For centuries, our approach to business knowledge has been to embalm it—to freeze insights in slides, entomb them in PDFs, or bury them in databases and SharePoint folders. Like a forest turned to stone, our knowledge stores have been preserved in detail but left incapable of growth. They often appear strong and comprehensive, but under stress they prove brittle and quickly outdated.
For the first time, technology affords us the chance to let our knowledge live. But simply having the technology is not enough; we must also design our workflows and culture for adaptation. In this new paradigm, a decision isn’t a one-time decree—it’s part of an ongoing training process that shapes the intelligence you will use tomorrow. Knowledge compounds, foresight grows, and your organization becomes smarter and more resilient over time.
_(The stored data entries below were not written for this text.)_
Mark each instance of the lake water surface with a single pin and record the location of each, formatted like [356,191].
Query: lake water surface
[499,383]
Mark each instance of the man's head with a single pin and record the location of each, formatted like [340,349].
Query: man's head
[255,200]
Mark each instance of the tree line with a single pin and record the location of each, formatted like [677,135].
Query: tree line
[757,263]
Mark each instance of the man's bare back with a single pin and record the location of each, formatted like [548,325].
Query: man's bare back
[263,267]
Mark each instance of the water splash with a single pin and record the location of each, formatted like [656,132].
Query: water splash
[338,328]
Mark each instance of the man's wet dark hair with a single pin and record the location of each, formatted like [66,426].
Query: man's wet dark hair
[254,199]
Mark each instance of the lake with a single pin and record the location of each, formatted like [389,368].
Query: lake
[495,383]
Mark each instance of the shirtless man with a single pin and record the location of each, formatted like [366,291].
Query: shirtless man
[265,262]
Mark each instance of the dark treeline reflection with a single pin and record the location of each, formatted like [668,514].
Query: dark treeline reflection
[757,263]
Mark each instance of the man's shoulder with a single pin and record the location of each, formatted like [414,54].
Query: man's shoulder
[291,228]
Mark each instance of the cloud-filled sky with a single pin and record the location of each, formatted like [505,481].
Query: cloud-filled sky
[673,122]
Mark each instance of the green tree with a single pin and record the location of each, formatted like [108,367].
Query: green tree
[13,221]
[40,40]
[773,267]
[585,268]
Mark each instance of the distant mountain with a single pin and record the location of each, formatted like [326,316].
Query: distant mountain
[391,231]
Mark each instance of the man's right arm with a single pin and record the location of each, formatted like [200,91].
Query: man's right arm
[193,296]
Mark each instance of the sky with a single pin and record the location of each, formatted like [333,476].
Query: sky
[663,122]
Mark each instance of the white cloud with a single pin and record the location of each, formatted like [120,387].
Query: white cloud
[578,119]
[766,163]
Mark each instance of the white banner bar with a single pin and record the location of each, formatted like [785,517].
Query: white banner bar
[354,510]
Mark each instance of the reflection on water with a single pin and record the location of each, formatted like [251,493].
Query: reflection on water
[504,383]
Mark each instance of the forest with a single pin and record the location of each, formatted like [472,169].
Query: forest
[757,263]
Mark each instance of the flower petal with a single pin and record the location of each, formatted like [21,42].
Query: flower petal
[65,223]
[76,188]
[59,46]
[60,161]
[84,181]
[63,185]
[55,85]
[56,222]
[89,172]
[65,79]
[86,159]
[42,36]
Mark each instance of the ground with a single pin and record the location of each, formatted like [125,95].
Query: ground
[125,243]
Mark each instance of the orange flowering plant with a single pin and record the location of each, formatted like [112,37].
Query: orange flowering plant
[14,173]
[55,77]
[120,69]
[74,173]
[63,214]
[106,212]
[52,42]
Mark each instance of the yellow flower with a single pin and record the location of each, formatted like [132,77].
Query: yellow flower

The petrified forest reminds us that what looks permanent may actually be fragile, and what looks tentative or fragile may be what endures. It shows that the past never completely disappears: fossils and flowers can coexist, with the old providing a foundation for the new. And it teaches that renewal depends on conditions—rain, soil, pioneers species—preparing the ground for life. In business, the “rain” is fresh data and human insights; the “soil” is context and culture; the pioneer species are those initial projects and champions that prove the concept. Leaders aiming to foster living knowledge must create the conditions where insight refuses to stay buried. This means investing in systems that integrate data continuously, encouraging cross-functional teams to update and challenge assumptions frequently, and valuing learning over simply being right. It also means letting go of the museum mentality—stop curating a pristine archive of past reports, and start cultivating a garden of current insights.
The future belongs to the green shoots that can split stone—to the organizations that nurture systems capable of learning, evolving, and staying human-centric in their interpretation. Those who embrace this living insight approach will navigate uncertainty with agility and creativity. In contrast, those who cling to fossilized knowledge will find their strategies cracking under the pressure of a changing world.
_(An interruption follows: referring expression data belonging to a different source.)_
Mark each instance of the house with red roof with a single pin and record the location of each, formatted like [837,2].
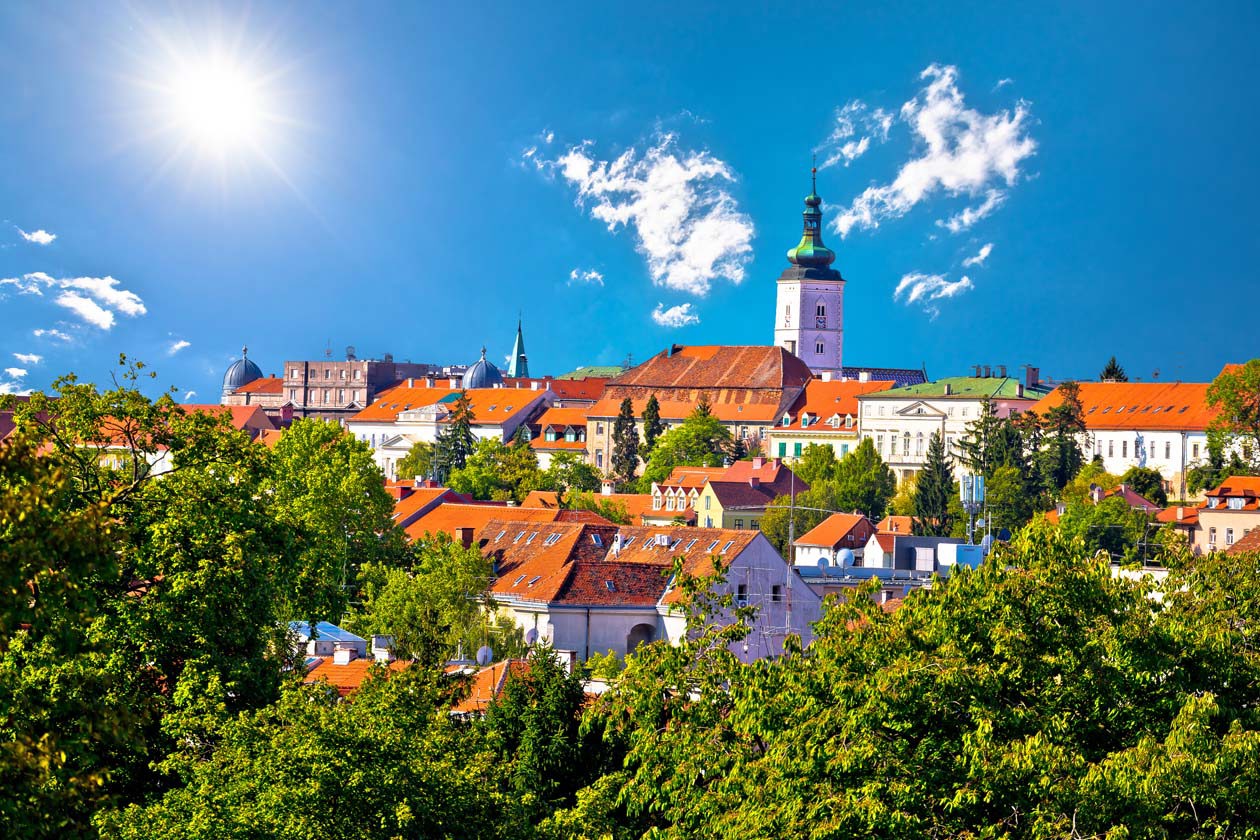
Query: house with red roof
[590,588]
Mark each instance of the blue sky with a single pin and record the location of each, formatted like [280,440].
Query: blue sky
[412,176]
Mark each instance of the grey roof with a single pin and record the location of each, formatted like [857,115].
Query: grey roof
[483,374]
[241,372]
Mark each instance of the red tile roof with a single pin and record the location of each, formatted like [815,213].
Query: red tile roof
[348,678]
[488,684]
[1169,406]
[263,385]
[832,530]
[445,519]
[823,399]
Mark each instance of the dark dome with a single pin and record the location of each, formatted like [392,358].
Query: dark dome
[242,372]
[483,374]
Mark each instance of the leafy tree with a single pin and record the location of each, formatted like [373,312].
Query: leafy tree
[625,445]
[1148,482]
[432,605]
[455,442]
[701,440]
[934,489]
[1113,372]
[1235,394]
[652,426]
[329,493]
[815,464]
[612,510]
[864,481]
[499,471]
[570,472]
[418,462]
[1064,427]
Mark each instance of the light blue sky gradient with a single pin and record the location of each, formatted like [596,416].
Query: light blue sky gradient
[391,207]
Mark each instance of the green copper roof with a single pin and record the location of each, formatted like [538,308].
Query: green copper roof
[810,252]
[968,388]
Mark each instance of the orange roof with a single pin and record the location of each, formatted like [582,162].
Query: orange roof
[824,399]
[895,524]
[488,684]
[241,416]
[263,385]
[393,401]
[728,411]
[446,518]
[692,477]
[832,530]
[348,678]
[562,418]
[1173,406]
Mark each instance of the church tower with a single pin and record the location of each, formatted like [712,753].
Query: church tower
[809,314]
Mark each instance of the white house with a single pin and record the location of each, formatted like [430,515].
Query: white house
[591,588]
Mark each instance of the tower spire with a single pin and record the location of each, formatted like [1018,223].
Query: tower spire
[810,252]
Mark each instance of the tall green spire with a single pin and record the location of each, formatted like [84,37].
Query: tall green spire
[812,253]
[518,367]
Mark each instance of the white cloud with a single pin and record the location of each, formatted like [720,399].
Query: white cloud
[960,153]
[106,291]
[924,289]
[969,215]
[86,309]
[681,315]
[687,224]
[586,276]
[38,237]
[978,260]
[51,334]
[856,126]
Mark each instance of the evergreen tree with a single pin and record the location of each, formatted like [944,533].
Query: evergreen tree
[455,442]
[652,426]
[933,493]
[625,445]
[1113,372]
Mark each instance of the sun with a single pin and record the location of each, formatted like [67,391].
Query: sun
[218,106]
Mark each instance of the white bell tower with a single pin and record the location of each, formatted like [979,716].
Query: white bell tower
[809,312]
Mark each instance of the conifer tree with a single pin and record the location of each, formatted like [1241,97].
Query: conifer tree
[1113,372]
[625,445]
[934,489]
[652,426]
Summary: Business knowledge can thrive as a living system rather than a static artifact. By cultivating a dynamic “data garden”—one that continuously integrates new data, contextual understanding, and human interpretation—you ensure that your organization’s knowledge stays adaptable and relevant. The goal is not to enshrine answers, but to keep the questions alive and the insights growing. In doing so, you transform decision-making from a brittle exercise in hindsight to a resilient practice of foresight and continuous learning.